I do not own the above image.  Copyright Lionsgate.  All rights reserved.  For entertainment purposes only.

                Every year, there is usually a Best Picture nominee I disagree with.  Some disagreements are small, like LIFE OF PI this year.  A few are huge, like BEASTS OF THE SOUTHERN WILD.  In 2009, PRECIOUS, BASED ON THE NOVEL “PUSH” BY SAPHIRE (pretentious much?) took Sundance by storm, followed by the rest of the country in November.  It came to my neck of the woods on the first weekend of December.  You would be hard pressed to find someone who hated the movie more.
                PRECIOUS is a movie about a brutally beaten, abused and lonely teenager Precious Jones (Gabourey Sidibe) living with her mother Mary (Mo’Nique), the welfare queen Ronald Reagan warned us about.  Precious is pregnant (again), raped by her father, sent to an alternative school, is the butt of all jokes about her obesity and will be diagnosed with HIV.  How could this movie be anything but depressing?

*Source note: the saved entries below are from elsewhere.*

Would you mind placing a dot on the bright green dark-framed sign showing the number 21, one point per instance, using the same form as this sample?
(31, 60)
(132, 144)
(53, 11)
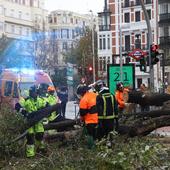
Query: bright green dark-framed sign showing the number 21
(128, 76)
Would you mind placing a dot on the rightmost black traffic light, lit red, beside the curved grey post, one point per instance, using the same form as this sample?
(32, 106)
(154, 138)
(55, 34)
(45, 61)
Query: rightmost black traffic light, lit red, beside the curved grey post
(154, 54)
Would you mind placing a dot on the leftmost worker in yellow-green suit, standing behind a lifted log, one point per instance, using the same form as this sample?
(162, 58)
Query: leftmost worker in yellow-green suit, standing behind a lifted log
(35, 133)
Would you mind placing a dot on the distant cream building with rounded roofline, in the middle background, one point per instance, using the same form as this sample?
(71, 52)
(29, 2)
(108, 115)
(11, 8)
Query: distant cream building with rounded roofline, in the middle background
(66, 29)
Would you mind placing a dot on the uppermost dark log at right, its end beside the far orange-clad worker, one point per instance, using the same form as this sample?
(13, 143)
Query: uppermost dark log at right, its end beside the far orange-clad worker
(149, 99)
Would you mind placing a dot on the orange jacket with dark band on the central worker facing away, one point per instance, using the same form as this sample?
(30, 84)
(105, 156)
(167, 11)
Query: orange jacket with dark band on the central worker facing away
(88, 110)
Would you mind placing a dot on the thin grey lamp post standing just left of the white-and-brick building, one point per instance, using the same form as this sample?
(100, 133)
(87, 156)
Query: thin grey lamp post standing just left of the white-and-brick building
(93, 52)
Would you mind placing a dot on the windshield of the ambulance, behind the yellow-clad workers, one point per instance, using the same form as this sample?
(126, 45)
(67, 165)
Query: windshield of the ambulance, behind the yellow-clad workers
(24, 88)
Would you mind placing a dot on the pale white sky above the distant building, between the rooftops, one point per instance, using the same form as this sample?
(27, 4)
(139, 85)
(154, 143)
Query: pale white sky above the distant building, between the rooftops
(80, 6)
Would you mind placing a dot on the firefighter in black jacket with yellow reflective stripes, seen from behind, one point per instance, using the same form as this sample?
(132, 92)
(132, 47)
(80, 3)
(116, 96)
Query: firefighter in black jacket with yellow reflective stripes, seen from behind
(107, 110)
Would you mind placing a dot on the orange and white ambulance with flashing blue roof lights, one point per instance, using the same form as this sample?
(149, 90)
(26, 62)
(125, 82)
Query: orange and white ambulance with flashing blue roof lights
(15, 83)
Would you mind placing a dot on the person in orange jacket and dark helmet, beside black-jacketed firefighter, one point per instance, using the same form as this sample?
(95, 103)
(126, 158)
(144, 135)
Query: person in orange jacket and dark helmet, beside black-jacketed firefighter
(88, 112)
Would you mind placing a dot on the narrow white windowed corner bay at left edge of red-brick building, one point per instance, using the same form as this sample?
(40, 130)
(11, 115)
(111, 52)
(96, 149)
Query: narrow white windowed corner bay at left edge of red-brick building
(104, 40)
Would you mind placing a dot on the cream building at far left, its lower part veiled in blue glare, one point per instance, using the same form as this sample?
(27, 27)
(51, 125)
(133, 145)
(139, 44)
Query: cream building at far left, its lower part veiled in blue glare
(22, 21)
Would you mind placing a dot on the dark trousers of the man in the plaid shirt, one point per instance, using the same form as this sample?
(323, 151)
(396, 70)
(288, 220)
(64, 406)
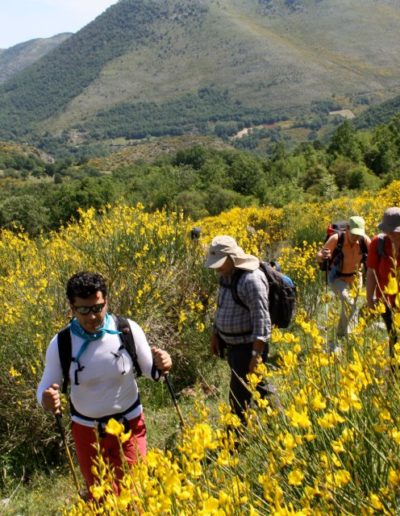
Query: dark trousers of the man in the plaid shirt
(239, 357)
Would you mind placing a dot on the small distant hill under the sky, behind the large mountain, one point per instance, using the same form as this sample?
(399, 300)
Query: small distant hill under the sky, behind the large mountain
(18, 57)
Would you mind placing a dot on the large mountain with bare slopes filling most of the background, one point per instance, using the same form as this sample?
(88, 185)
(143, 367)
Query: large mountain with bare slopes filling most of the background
(156, 67)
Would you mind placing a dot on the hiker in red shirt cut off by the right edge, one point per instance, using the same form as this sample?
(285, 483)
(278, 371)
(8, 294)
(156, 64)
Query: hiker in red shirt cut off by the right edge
(383, 261)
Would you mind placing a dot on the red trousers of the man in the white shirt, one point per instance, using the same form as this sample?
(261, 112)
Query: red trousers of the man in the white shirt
(134, 448)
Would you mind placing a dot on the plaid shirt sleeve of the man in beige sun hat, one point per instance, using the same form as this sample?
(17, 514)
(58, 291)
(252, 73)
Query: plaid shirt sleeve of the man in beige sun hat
(253, 290)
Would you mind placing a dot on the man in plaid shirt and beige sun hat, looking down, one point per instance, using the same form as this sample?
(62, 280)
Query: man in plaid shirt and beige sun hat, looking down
(242, 330)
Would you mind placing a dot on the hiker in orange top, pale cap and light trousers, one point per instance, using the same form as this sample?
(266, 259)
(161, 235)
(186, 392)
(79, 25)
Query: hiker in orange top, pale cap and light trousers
(343, 253)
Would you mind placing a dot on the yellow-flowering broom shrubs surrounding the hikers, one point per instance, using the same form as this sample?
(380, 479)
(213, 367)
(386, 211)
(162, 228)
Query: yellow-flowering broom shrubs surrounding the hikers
(335, 448)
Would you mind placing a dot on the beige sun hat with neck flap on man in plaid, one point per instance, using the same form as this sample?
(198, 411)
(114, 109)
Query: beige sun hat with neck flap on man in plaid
(223, 246)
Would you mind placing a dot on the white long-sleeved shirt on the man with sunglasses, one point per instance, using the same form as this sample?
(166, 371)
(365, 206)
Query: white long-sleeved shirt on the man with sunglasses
(106, 384)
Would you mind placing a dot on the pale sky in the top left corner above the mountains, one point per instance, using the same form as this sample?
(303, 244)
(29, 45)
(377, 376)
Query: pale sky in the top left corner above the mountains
(22, 20)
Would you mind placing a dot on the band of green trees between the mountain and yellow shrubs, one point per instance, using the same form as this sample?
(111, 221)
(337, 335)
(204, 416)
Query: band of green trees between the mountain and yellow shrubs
(203, 181)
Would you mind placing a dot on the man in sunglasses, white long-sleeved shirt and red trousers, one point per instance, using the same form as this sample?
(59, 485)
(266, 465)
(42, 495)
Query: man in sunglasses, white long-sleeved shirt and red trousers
(101, 361)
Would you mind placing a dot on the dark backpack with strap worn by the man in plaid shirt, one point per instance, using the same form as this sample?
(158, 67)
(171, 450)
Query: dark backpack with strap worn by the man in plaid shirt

                I saw the movie for a second time about three weeks.  And it really is two different movies: one where Mary Jones runs rampant and one where she doesn’t exist.  The latter is just marvelous.  We find out who Precious is.  She is fairly intelligent and loving.  Precious is the type of young lady who would thrive under normal circumstances.  Alas, Precious lives a depressing and torturous life.  All because of her mother.
Just to cut the chase, Mary Jones is a reprehensible thing.  To call her a human is an insult to the bacteria that causes the common cold in human beings.  She runs her household & family like a tyrant.  Mary is the worst kind of villain: one who has no redeeming quality.  No matter how terrible a villain is, we can really say something positive about them.  Hannibal Lector, Dr. Strangelove & Col. Hans Landa all have one thing in common: they are all geniuses.  Mary Jones is a fat, fugly, rude, egotistical bitch.  She is the kind of character, and I use that term loosely for this one note wench, who deserves nothing.  Which makes the final scene even more reprehensible.
Mary meets with Precious and their social worker in the office in order to get her assistance back.  In the scene, Mary spills her guts, talking about everything from the relationship she had with Precious’ father/baby daddy.  She goes into detail about when the bond between herself & Precious, which is only barely covered by pictures during one of the numerous beatings of her daughter, went sour.  In short, Precious was first abused at two or three while Mary & Precious’ father were in the middle of lovemaking.  And Mary, after unsuccessfully (half-assedly) trying to stop it, Mary GETS JEALOUS OF HER DAUGHTER GETTING HER MAN’S ATTENTION!!!  Instead of stopping the discussion, the social worker weakly allows Satan to finish.  And boy, does she finish!  Mary asks for SYMPATHY.  Specifically, she asks “Who’s going to love me?”  With all the truly reprehensible things she has done, including throwing a TV at her daughter and grandson, she gets a chance at redemption.  We all know she wasn’t going to get redeemed, but the fact that the novelist Saphire, screenwriter Geoffrey Fletcher & director Lee Daniels would have the audacity of having this monologue and that final line is a joke.  A truly unfunny, worthless, time-wasting joke.
Needless to say, PRECIOUS is not a movie I will ever love.  It has elements and the potential to be loved.  But when I discover a character that is so pathetic & worthless, I regret wasting time and bytes talking about her.  I hope never to think about Mary Jones, or any woman like her who supposedly exists in the real world, ever again.